The Swordsman Of All Swordsmen (1968) Directed by: Joseph Kuo

While not 100% certain on this, The Swordsman Of All Swordsmen is at least Joseph Kuo's big breakthrough in the Wuxia genre 10 years into his directorial career. As with subsequent efforts the next year such as King Of Kings, via this film Kuo joins the ranks of King Hu and Chang Cheh as thoughtful, stylish storytellers in combination with conveyers of exciting, creative action. Swordsman Tsai Ying-Chieh (Tin Yau) is on a killing spree in the name of revenge. Having witnessed his family being killed, no one and nothing will stand in his way. Meeting the mysterious Black Dragon, who wants a piece of the notorious swordsman, and swordswoman Swallow (Polly Kuan), it's the latter that tries to talk Tsai out of pursuing violent revenge. Even after being nursed to health by Swallow, Tsai is hellbent on getting the last one on his list...

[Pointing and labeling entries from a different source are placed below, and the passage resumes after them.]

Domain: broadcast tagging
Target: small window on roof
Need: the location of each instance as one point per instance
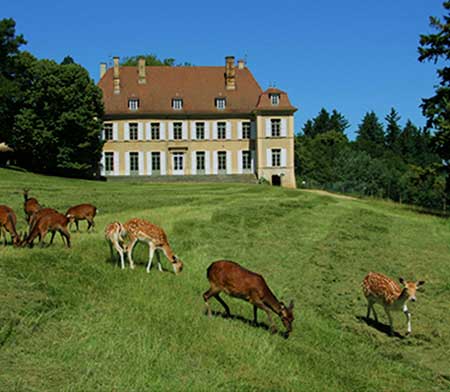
(177, 104)
(220, 103)
(133, 104)
(274, 99)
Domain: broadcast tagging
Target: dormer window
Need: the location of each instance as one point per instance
(220, 103)
(177, 104)
(275, 99)
(133, 104)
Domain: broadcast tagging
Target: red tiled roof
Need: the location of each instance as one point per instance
(198, 86)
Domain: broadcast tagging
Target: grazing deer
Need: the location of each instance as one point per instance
(113, 234)
(380, 289)
(8, 222)
(30, 205)
(236, 281)
(155, 237)
(82, 212)
(52, 222)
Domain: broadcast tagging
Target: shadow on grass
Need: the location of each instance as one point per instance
(236, 317)
(380, 327)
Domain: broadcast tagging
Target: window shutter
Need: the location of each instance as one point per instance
(207, 162)
(163, 163)
(149, 163)
(228, 129)
(268, 127)
(127, 163)
(193, 130)
(215, 163)
(283, 130)
(253, 130)
(228, 162)
(193, 163)
(283, 157)
(240, 170)
(102, 165)
(184, 130)
(206, 130)
(116, 163)
(239, 129)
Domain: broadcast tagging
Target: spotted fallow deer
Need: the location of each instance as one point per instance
(380, 289)
(8, 222)
(236, 281)
(144, 231)
(30, 205)
(114, 235)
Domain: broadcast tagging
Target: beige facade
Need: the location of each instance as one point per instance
(142, 144)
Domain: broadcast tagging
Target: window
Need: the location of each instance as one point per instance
(221, 130)
(133, 131)
(109, 162)
(156, 161)
(222, 160)
(276, 127)
(275, 99)
(246, 160)
(133, 104)
(155, 131)
(178, 131)
(177, 104)
(276, 157)
(220, 103)
(134, 162)
(246, 127)
(199, 130)
(107, 131)
(200, 156)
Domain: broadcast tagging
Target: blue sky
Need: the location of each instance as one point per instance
(351, 55)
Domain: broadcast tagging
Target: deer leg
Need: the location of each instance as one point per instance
(408, 317)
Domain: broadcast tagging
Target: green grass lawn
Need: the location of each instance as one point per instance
(71, 320)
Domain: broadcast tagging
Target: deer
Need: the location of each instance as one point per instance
(8, 221)
(113, 234)
(82, 212)
(52, 222)
(144, 231)
(237, 281)
(379, 288)
(30, 205)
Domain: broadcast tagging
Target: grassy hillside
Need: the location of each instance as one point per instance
(70, 320)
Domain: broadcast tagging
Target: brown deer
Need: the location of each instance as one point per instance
(8, 221)
(52, 222)
(142, 230)
(380, 289)
(30, 205)
(113, 234)
(236, 281)
(82, 212)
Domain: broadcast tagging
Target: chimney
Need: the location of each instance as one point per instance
(230, 73)
(116, 75)
(141, 66)
(102, 69)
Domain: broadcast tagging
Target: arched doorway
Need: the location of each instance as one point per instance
(276, 180)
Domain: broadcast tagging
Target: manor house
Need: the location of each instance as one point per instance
(190, 121)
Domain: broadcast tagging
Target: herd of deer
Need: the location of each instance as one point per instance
(223, 275)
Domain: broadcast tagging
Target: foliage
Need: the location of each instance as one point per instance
(435, 47)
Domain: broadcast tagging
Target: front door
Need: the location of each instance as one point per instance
(178, 163)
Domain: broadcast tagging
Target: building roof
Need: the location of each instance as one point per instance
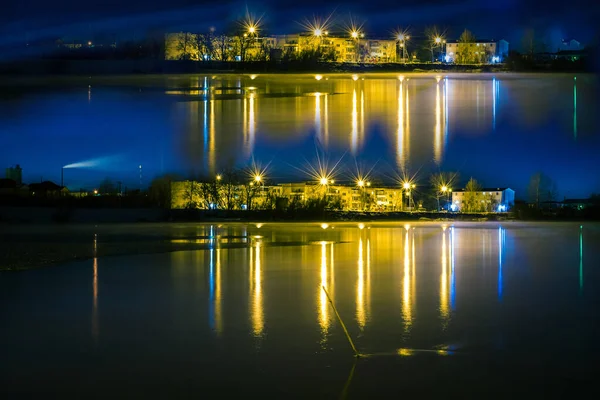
(8, 183)
(44, 186)
(486, 190)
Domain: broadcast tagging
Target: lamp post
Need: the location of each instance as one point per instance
(402, 38)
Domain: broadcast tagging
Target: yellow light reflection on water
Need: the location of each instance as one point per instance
(406, 301)
(318, 114)
(360, 288)
(437, 143)
(257, 310)
(323, 303)
(444, 299)
(400, 136)
(217, 299)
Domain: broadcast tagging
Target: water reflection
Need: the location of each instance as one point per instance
(363, 282)
(407, 285)
(256, 301)
(444, 292)
(327, 281)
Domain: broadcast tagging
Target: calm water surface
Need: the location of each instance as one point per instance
(435, 309)
(499, 128)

Without breaking new ground, Joseph Kuo translates Tyrone Hsu's intelligent script well. It's straightforward revenge stuff that is intercepted by common but human questions about the notion of revenge. Is there something valid in bloodthirst and can you re-evalutate along the way in order to possibly achieve growth as a swordsman in a very violent world? With marvellous cinematography and a violent edge to the action, Kuo and crew essentially creates sword-brawls that brings the intensity up a considerable notch. The experimenting with undercranking isn't always successful though but The Swordsman Of All Swordsmen is still a classic piece of Wuxia CINEMA that manages to pack valid depth (minus points for a tad too much melodramatic acting though) in a short package.

Buy the DVD at:
Yesasia.com

Sworn Brothers (1987) Directed by: David Lai

A classic scenario of two childhood friends (Andy Lau & Cheung Kwok Keung) on opposite sides of the law but bound by loyalty to each other becomes a starting point for David Lai (Saviour Of The Soul, Runaway Blues) to excise some really, really dark inner demons that takes form in the shape of extreme brutal violence (supervised by Sammo Hung). Sworn Brothers is no film school example of storytelling but packs not only the punch on a violent level but fairly emotionally as well. Much due to Andy Lau's very competent and relaxed performance, a bit of a rarity at this point in his career. Melodrama goes way too high however and not all viewers may find the unsympathetic nature to characters worthy of their time but Sworn Brothers is exhilarating in its expert execution of violence. In a twisted way, that's enough. Siu Hung Mooi, Chin Ka-Lok, Eddy Ko and Bill Tung also appear.

An alternate ending was shot for the Mainland market and once available on the dvd release from WA.